Warren Buffett Invests in Digital Bank, Responds to Tax Story

Investing in a bank that offers cryptocurrency investment products doesn’t seem like something that Berkshire Hathaway Inc. (NYSE: BRK-B) would be interested in. While Buffett’s partner and executive vice chair, Charlie Munger, has been more outspoken in his dismissal of cryptocurrency, Buffett himself has only called investing in cryptocurrency “gambling.”

Buffett invested $500 million in Brazil’s privately held Nubank, which bills itself as the “world’s largest independent digital bank.” The investment was “an extension” of the bank’s series G fund-raising round completed in January.

Last October, Nubank acquired a digital platform called Easynvest that permits commission-free investments to ETFs and other exchange-traded products, including funds that invest in bitcoin.

A Tuesday report from ProPublica revealed just how much income tax some of the nation’s richest people pay — or don’t pay.

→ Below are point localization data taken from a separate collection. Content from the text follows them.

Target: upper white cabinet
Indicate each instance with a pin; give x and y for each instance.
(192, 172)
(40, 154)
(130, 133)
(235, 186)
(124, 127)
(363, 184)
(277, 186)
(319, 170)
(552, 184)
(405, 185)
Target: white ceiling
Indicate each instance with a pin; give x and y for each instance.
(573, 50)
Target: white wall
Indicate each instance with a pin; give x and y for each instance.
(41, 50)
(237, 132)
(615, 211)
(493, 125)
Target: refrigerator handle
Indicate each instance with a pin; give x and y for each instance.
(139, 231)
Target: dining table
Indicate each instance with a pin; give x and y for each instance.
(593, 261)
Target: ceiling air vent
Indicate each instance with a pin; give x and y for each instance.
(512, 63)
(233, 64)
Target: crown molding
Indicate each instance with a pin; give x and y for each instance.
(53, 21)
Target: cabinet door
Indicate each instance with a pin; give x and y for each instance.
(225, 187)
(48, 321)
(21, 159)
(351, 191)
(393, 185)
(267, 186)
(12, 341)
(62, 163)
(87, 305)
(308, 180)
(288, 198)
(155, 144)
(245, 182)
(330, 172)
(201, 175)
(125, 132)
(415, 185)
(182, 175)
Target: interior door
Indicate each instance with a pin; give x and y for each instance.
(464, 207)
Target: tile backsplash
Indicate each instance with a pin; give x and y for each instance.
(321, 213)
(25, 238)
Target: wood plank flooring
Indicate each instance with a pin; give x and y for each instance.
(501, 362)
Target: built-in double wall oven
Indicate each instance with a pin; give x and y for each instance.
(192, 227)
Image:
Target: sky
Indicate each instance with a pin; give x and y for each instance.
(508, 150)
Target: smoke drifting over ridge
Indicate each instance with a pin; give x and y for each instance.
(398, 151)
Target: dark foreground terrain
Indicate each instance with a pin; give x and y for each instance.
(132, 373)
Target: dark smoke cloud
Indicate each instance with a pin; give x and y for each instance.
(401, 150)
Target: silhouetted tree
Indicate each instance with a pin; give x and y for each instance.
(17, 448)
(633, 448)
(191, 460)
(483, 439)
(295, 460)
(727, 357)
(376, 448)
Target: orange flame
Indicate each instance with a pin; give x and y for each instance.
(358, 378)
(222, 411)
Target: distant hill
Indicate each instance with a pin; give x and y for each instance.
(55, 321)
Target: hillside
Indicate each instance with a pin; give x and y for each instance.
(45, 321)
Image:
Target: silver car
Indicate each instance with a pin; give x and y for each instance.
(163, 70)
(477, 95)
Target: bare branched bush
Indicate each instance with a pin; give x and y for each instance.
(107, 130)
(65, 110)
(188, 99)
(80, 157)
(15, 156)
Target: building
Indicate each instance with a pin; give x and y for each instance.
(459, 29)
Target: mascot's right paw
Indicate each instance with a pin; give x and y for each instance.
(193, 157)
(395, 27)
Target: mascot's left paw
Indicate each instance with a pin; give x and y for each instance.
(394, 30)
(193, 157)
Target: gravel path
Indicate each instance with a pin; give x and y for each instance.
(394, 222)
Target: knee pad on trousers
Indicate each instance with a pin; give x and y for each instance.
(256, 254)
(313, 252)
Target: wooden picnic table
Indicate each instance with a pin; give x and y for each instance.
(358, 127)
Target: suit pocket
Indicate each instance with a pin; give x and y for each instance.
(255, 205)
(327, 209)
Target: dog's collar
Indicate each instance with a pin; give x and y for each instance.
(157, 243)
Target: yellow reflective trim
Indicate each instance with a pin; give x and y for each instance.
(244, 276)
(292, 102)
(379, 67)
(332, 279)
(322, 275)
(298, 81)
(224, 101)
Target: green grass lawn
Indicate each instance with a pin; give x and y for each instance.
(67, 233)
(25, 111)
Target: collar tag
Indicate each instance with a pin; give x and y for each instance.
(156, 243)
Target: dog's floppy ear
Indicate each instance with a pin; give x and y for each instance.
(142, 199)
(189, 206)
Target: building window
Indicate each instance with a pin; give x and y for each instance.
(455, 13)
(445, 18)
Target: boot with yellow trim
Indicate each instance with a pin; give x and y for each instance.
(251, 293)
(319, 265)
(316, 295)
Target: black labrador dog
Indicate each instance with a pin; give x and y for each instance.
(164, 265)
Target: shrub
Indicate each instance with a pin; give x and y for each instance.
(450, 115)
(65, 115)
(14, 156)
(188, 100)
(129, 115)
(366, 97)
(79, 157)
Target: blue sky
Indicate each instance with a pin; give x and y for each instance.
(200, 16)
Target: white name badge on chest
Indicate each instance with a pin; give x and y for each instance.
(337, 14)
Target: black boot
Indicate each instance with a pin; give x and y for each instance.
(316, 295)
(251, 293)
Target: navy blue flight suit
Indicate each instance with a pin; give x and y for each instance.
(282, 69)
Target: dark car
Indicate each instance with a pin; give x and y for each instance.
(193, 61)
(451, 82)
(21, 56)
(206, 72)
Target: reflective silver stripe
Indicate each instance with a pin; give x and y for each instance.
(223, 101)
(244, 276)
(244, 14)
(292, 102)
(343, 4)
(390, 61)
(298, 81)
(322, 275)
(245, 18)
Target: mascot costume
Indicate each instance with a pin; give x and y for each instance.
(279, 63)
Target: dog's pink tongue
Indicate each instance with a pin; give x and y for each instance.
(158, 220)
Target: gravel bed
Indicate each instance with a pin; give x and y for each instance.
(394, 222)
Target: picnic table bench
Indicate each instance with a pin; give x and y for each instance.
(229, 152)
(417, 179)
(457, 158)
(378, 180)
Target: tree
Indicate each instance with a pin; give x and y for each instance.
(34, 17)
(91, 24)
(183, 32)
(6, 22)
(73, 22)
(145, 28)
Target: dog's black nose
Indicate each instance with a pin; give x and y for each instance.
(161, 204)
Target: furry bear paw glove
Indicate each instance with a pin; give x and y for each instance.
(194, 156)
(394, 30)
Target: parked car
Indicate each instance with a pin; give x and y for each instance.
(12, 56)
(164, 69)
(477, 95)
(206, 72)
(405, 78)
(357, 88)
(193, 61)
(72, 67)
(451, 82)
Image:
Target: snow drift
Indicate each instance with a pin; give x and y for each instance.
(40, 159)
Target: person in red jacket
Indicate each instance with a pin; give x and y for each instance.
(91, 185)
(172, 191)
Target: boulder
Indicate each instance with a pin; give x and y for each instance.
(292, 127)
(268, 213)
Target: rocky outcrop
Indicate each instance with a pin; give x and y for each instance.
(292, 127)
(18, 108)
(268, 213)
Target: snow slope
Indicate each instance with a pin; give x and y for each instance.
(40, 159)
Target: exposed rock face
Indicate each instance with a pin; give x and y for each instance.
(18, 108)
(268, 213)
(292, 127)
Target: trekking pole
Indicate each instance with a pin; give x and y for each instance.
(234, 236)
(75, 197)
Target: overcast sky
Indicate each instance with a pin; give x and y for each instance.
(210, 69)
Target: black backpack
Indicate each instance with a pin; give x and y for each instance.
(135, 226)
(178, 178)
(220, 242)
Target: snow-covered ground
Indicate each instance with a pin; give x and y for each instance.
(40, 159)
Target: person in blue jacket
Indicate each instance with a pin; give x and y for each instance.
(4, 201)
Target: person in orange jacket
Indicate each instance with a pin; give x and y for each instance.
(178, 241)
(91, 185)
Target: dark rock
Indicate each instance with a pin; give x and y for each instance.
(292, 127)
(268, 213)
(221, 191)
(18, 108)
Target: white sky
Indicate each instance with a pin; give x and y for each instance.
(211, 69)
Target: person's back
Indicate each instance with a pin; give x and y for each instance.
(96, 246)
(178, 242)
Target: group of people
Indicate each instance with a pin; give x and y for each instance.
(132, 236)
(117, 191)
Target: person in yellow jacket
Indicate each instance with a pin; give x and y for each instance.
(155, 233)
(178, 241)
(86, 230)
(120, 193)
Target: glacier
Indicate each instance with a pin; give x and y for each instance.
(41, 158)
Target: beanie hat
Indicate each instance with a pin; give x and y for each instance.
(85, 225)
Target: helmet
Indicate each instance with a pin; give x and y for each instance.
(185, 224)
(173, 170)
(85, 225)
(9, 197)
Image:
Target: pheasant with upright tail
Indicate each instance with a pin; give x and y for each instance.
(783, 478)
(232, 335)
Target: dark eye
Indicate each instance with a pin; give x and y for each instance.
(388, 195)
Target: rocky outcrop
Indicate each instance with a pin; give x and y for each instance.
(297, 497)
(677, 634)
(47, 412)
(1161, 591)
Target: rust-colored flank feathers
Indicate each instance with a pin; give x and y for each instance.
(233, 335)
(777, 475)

The report estimated that for the period between 2014 and 2018, Buffett himself paid just 0.1% of his income in tax.

In a pre-publication statement to ProPublica’s Jesse Eisinger, Buffett responded by pointing to Berkshire Hathaway’s and his own transparency regarding taxes. Buffett also reiterated his often-stated comments on the U.S. tax code:

I continue to believe that the tax code should be changed substantially. I hope that the earned-income tax-credit is greatly expanded and additionally believe that huge dynastic wealth is not desirable for our society. Perhaps annual payout requirements should be increased for foundations. Some time ago, I testified before Senator Baucus in favor of increasing and tightening estate taxes. (My persuasive powers proved to be limited.) …

I remain OK with what I said, though its effect in Washington was zero.